| AVS 65th International Symposium & Exhibition | |
| Plasma Science and Technology Division | Friday Sessions |
| Session PS-FrM |
| Session: | Plasma Modeling |
| Presenter: | Florian Pinzan, STMicroelectronics, France |
| Authors: | F. Pinzan, STMicroelectronics, France R. Blanc, STMicroelectronics, France F. Leverd, STMicroelectronics, France E. Despiau-Pujo, LTM, Univ. Grenoble Alpes, CEA-LETI, France |
| Correspondent: | Click to Email |
Due to high ion bombardment energies and significant fragmentation rates, conventional continuous wave (CW) plasma processes are not able to selectively etch ultra-thin films without damaging the underlying layers of advanced nano-devices. Used as dielectric film in Flash memory devices, inter-poly Oxide-Nitride-Oxide (ONO) stack layer is directly impacted by this issue. Its bottom SiO2 layer (40Å) etching is challenging as it must be performed with nanoscale-precision in order to avoid damaging the underlayer substrate, which would lead to device performance loss.

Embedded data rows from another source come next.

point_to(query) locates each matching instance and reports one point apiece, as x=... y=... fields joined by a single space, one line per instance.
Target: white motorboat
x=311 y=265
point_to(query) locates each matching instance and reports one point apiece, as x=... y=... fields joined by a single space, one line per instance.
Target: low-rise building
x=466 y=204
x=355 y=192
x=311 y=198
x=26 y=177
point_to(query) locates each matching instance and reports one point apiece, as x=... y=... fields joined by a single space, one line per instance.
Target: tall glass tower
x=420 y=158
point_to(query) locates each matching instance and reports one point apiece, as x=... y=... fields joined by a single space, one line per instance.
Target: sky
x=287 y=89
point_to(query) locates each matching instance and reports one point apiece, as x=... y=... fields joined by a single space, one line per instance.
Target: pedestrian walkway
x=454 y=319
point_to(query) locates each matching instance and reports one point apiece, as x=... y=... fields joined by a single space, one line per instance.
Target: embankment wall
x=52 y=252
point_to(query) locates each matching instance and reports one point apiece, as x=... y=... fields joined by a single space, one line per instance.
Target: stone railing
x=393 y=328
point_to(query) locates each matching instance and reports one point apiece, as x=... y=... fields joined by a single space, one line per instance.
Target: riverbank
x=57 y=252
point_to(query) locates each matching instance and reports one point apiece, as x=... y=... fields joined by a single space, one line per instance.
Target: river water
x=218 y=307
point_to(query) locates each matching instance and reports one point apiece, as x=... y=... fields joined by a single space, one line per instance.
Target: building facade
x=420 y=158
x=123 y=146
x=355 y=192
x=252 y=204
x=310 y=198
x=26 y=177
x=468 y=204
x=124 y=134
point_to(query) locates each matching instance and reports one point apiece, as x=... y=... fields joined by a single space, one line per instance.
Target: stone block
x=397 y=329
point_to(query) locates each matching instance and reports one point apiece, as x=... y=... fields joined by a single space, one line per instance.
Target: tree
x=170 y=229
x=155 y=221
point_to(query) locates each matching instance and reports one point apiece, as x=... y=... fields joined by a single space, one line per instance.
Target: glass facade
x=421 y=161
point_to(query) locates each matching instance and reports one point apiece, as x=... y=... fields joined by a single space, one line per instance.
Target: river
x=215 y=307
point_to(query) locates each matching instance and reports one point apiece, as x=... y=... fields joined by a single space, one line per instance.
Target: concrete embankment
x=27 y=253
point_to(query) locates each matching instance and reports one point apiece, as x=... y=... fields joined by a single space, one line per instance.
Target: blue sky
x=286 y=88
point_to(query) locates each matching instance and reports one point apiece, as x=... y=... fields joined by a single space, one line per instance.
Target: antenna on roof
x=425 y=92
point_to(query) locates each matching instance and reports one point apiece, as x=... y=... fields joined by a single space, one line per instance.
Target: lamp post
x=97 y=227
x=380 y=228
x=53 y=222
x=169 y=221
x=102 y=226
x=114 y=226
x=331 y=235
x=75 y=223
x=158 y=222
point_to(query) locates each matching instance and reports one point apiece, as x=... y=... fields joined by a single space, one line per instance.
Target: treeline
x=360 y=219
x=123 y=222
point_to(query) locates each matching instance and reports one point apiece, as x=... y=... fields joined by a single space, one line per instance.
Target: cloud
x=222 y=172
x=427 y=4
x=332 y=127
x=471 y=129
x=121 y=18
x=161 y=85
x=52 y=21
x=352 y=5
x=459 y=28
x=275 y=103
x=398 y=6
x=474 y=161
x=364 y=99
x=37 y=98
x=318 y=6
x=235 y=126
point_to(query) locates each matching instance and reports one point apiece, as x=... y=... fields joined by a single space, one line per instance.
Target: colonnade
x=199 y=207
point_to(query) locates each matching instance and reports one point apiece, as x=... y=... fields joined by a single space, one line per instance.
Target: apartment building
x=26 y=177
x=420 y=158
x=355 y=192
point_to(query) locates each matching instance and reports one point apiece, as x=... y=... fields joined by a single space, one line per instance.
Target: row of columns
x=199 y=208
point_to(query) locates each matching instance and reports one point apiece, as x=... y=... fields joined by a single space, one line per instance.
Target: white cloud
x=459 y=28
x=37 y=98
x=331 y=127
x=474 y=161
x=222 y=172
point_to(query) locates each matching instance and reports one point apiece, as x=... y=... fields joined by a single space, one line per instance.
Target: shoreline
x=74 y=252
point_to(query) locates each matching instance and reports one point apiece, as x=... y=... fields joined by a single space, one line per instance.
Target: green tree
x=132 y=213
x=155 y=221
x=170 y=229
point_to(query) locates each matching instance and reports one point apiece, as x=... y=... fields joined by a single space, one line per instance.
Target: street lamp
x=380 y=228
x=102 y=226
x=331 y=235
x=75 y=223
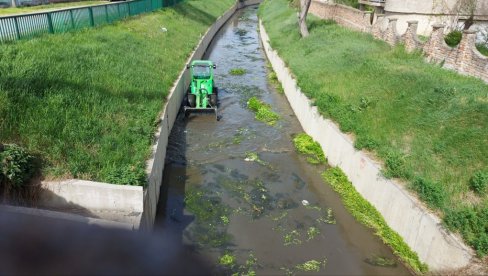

To achieve this nanometric precision etching, one possible solution may be the use of a recently developed two-step etch technology, which has already proved its worth for nitride spacers etching in terms of both anisotropy and selectivity [1]. In the first step, the material to be etched is exposed to a hydrogen (H2) or helium (He) ICP or CCP plasma; in the second step, the modified material is chemically etched by wet cleaning (HF bath) or exposure to gaseous reactants only (NH3/NF3 downstream plasmas).
Due to the complexity of plasma-material interactions, the development of such a new etch approach requires a more detailed understanding of the fundamental mechanisms involved in the process. Therefore, we develop Molecular Dynamics (MD) simulations to study the implantation step in Si-O-N-He and Si-O-N-H systems and provide an overview of the reaction processes at the atomic scale. The objective is to understand precisely the role of the ion energy and ion dose in the implantation, and to determine the relationship between the flux/energy of plasma species (He+, Hx+, H) bombarding the surface and its structural/chemical modifications.
In this paper, we investigate specifically the interaction between low energy He+ ions and SiO2 thin films via MD simulations. We study in particular the influence of the ion energy (5-100eV) and ion dose on the substrate modification. Cumulative bombardment leads to a self-limited ion implantation followed by the formation of a modified He-implanted layer at steady state. The modified layer thickness is shown to increase with the incident ion energy, and only few sputtering of the SiO2 layer is observed in the ionic energy range considered here. Mechanisms of helium retention and desorption, as well as the detailed structure of the material at steady state, will be discussed during the presentation.